- Level Mountain Range Location within British Columbia

Highest point
- Peak: Meszah Peak
- Elevation: 2,164 m (7,100 ft)
- Coordinates: 58°28′43″N 131°26′14″W﻿ / ﻿58.47861°N 131.43722°W

Geography
- Country: Canada
- Province: British Columbia
- District: Cassiar Land District
- Range coordinates: 58°23′26″N 131°24′06″W﻿ / ﻿58.39056°N 131.40167°W
- Topo map: NTS 104J6 Beatty Creek

Geology
- Formed by: Stratovolcano, lava domes
- Rock age: Neogene-to-Quaternary

= Level Mountain Range =

Mountain range in British Columbia, Canada

The Level Mountain Range is a small but prominent mountain range occupying the broad summit of Level Mountain in northern British Columbia, Canada.

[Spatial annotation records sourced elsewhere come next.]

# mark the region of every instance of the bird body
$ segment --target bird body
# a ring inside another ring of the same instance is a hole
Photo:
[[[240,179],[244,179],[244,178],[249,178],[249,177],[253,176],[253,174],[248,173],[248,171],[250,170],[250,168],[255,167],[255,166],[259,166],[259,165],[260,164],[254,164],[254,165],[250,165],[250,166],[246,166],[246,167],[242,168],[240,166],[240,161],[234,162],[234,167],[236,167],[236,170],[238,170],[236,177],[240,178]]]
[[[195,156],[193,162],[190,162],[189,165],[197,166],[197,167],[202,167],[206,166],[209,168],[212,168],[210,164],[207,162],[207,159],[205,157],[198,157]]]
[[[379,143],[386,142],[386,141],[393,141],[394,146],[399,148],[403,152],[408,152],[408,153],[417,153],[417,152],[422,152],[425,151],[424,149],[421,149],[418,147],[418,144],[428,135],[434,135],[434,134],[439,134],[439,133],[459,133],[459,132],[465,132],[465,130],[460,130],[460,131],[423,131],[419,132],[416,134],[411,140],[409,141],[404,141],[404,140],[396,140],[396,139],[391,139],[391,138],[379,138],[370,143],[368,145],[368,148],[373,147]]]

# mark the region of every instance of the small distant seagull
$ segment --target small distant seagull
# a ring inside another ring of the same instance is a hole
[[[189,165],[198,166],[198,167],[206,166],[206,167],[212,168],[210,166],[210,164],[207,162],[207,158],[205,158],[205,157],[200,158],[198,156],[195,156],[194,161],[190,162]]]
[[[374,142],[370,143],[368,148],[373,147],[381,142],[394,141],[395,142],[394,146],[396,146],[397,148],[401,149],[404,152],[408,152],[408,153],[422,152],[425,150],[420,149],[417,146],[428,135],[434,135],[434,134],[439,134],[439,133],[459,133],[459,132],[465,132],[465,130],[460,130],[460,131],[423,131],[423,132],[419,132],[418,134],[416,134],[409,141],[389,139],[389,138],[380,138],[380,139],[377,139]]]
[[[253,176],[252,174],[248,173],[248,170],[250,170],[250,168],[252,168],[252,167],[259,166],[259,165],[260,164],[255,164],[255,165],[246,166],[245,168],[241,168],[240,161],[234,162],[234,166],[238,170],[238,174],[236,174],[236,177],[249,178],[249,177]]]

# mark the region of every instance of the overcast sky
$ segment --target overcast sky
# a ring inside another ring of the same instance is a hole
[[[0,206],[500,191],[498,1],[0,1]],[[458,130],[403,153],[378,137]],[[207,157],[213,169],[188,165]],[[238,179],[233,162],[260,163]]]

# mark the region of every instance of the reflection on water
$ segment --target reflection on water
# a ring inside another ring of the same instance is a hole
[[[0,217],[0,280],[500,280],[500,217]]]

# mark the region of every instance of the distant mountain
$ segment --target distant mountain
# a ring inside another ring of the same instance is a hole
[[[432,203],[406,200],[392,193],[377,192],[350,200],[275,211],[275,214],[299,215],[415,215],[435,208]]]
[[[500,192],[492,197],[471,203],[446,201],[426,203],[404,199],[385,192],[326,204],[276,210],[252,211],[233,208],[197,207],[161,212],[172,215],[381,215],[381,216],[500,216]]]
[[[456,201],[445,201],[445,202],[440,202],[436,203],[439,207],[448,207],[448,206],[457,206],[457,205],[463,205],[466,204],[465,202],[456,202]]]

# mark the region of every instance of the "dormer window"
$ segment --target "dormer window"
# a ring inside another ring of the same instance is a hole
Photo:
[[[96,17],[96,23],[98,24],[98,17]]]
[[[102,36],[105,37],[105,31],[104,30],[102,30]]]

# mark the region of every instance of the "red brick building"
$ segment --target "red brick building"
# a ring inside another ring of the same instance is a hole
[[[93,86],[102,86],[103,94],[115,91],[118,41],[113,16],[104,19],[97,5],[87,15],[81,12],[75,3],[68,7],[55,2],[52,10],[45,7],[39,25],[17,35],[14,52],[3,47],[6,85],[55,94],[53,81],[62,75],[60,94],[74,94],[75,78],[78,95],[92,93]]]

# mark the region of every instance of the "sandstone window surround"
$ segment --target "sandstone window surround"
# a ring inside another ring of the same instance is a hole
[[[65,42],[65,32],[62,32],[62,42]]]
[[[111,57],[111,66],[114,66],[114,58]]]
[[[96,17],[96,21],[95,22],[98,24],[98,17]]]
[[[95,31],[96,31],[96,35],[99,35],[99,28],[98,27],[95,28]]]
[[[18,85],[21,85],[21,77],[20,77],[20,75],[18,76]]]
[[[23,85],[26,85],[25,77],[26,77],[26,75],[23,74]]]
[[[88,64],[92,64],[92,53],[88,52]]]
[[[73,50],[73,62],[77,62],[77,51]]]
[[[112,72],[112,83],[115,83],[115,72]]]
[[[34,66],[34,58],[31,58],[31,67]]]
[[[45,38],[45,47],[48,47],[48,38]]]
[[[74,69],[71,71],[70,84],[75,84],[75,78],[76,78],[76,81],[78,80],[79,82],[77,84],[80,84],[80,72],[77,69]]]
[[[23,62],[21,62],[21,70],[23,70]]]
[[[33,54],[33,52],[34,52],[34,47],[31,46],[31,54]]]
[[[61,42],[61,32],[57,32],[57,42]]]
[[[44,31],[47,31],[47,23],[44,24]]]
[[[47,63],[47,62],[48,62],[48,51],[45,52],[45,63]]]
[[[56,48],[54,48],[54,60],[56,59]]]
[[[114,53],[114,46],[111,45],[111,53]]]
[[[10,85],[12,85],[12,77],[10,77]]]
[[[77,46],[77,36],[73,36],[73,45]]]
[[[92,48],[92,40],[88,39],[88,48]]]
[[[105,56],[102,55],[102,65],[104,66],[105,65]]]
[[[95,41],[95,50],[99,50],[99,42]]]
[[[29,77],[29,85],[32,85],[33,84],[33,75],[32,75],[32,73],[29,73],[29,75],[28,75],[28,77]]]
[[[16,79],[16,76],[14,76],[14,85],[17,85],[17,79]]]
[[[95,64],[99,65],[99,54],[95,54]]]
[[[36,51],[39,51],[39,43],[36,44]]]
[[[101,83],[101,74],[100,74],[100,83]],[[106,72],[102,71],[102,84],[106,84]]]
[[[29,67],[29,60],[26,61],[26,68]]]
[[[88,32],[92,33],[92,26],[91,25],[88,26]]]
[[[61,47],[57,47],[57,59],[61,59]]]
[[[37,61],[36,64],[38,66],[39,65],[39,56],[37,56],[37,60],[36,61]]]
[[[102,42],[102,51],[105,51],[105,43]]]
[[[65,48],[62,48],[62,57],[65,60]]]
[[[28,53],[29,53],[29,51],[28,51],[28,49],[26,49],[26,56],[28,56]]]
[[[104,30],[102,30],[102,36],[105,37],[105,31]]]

Located between the Tuya River in the east and the Sheslay River in the west, it represents a high point on the Nahlin Plateau. The range is geologically younger than the main mass of Level Mountain, having formed in the last 7.1 million years. An eroded stratovolcano and several lava domes of Miocene-to-Pleistocene age comprise the Level Mountain Range. The highest point is Meszah Peak at the north end of the range with an elevation of 2164 m.